Eli Kirk Price | |
State Senate: | Pennsylvania |
District: | 1st |
Term Start: | 1853 |
Term End: | 1855 |
Predecessor: | Charles O'Neill |
Successor: | Harlan G. Ingram |
Party: | Whig |
Birth Date: | July 20, 1797 |
Birth Place: | East Bradford Township, Pennsylvania, US |
Death Date: | November 14, 1884 |
Occupation: | lawyer |
Eli Kirk Price (July 20, 1797 – November 14, 1884) was an American lawyer and politician from Philadelphia, Pennsylvania. He served as a Whig member of the Pennsylvania State Senate for the 1st district from 1853 to 1855, as commissioner of Fairmount Park from the time of its founding, and as a member of the American Philosophical Society.
Price was born in East Bradford Township, Pennsylvania to Philip and Rachel Price. His ancestor, Philip, was a Welsh Quaker who came to the Pennsylvania Colony with William Penn. He initially trained as a merchant before studying law in the office of John Sergeant. He was admitted to the bar in 1822 and specialized in real estate.[1]
He was elected to the Pennsylvania State Senate for the 1st district as a Whig and served from 1853 to 1855. He worked to secure the consolidation of the city and county of Philadelphia into one metropolitan unit. The Consolidation Act of 1854 passed in February 1854 and tripled the size of Philadelphia, making it the largest territorial city in the U.S.. Price quit his Senate office at the end of the term.
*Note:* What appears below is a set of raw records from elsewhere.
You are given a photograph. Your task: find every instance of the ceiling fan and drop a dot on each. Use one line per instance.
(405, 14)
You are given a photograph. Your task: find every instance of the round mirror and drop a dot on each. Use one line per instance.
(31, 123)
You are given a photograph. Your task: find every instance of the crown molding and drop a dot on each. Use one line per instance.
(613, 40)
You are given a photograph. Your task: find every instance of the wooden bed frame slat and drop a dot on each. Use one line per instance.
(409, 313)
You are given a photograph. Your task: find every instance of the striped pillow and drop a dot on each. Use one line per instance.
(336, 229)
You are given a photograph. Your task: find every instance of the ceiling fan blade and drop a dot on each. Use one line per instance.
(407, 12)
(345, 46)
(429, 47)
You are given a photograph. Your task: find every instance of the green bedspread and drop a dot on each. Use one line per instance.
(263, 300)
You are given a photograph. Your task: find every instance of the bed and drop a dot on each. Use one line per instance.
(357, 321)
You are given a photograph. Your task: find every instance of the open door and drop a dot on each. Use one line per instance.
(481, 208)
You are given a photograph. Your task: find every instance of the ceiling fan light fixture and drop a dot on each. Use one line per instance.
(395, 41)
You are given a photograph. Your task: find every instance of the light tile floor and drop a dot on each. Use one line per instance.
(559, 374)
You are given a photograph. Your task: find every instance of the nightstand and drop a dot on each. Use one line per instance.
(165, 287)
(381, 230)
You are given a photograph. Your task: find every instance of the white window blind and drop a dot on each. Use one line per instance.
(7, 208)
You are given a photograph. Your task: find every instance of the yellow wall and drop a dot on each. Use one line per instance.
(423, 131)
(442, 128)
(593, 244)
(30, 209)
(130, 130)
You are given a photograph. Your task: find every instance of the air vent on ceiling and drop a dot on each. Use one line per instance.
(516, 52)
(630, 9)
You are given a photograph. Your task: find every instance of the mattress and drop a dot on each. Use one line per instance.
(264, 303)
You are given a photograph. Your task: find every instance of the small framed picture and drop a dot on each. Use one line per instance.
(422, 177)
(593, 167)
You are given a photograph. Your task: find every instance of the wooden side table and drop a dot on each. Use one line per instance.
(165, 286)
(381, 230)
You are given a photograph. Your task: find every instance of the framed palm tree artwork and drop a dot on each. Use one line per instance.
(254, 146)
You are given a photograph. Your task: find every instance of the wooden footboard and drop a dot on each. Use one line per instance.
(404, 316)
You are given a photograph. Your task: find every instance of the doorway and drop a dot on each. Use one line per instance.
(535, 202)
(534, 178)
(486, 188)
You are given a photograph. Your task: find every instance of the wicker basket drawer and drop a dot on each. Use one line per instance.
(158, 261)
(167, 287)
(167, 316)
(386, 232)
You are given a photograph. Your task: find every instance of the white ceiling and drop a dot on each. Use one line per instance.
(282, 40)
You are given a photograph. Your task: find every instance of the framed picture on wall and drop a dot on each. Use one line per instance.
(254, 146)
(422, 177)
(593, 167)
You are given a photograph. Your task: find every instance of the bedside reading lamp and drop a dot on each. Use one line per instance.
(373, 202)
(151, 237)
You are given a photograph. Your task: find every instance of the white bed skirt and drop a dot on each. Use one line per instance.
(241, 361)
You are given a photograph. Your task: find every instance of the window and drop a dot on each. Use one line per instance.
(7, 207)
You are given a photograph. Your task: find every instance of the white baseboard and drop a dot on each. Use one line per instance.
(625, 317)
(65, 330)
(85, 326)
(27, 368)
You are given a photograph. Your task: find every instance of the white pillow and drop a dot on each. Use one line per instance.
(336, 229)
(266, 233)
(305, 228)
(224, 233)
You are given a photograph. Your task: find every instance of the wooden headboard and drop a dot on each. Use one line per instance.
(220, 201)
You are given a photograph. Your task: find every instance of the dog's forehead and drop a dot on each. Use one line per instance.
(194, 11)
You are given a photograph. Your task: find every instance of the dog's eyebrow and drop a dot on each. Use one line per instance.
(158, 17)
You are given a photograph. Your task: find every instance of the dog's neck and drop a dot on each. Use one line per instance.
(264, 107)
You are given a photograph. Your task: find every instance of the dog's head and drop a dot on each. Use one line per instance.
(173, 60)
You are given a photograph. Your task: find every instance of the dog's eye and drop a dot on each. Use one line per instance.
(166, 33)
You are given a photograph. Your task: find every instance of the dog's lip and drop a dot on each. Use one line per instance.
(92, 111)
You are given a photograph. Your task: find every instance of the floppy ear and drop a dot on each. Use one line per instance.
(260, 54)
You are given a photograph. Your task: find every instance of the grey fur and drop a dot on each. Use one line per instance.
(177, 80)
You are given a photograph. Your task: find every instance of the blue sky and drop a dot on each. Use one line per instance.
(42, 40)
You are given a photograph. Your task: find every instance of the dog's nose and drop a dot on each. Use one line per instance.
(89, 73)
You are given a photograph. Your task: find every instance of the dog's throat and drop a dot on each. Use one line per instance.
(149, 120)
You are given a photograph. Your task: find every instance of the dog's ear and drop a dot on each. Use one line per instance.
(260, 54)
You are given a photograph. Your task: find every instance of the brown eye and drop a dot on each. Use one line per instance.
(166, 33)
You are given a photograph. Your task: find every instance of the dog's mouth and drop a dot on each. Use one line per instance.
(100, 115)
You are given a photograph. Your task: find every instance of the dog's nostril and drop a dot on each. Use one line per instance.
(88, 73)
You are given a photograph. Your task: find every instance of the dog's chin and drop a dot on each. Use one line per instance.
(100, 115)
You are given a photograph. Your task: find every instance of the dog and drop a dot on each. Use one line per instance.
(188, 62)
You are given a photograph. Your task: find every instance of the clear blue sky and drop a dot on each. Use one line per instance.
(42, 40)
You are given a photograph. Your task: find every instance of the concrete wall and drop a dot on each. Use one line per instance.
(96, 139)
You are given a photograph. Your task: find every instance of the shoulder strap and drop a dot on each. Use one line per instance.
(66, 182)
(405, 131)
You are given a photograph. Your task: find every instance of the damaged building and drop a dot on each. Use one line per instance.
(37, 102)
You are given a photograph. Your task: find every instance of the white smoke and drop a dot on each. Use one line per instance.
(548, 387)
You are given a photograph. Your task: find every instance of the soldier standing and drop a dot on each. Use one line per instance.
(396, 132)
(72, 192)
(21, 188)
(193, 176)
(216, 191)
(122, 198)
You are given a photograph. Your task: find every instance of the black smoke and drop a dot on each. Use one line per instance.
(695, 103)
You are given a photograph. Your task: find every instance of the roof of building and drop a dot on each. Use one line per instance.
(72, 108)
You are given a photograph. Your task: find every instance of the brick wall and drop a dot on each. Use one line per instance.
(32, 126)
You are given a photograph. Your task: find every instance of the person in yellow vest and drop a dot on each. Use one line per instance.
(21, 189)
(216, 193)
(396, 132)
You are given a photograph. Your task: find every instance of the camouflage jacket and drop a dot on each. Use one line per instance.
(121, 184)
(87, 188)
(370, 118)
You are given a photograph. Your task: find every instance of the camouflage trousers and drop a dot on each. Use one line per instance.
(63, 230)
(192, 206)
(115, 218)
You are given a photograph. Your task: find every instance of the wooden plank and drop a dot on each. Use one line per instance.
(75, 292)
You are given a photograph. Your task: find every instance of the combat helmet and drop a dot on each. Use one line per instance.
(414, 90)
Price supported other reform efforts, helping to rewrite Pennsylvania's real estate laws, strengthen married women's rights to property, establish a building inspectorate in Philadelphia, and secure the real estate for Fairmount Park.[2]
He was an active member of the American Philosophical Society and a constant contributor to its "Transactions," a member of several foreign scientific and literary societies, president of the University hospital, of the Preston retreat, of the Pennsylvania Colonization Society, and of the Numismatic and antiquarian society, a vice-president of the American Philosophical Society, and a trustee of the University of Pennsylvania. He published "Of the Law of Limitations and Liens against Real Estate in Pennsylvania" (Philadelphia, 1857); several treatises that were contributed to the American Philosophical Society; and the memorial volumes "Philip and Rachel Price" (printed privately, 1852); "Rebecca" (1862); and the "Centennial Meeting of the Descendants of Philip and Rachel Price" (1864).
Price was for a time an active member of the Pennsylvania Colonization Society. In 1860, he supported John Bell's Constitutional Union Party in the presidential election.
Price was married to Anna Embree in June 1818.[1]
He was the grandfather of Eli Kirk Price II, another noted Philadelphia citizen.
The Eli Kirk Price fountain at Eakins Oval in Philadelphia is named in his honor.[3]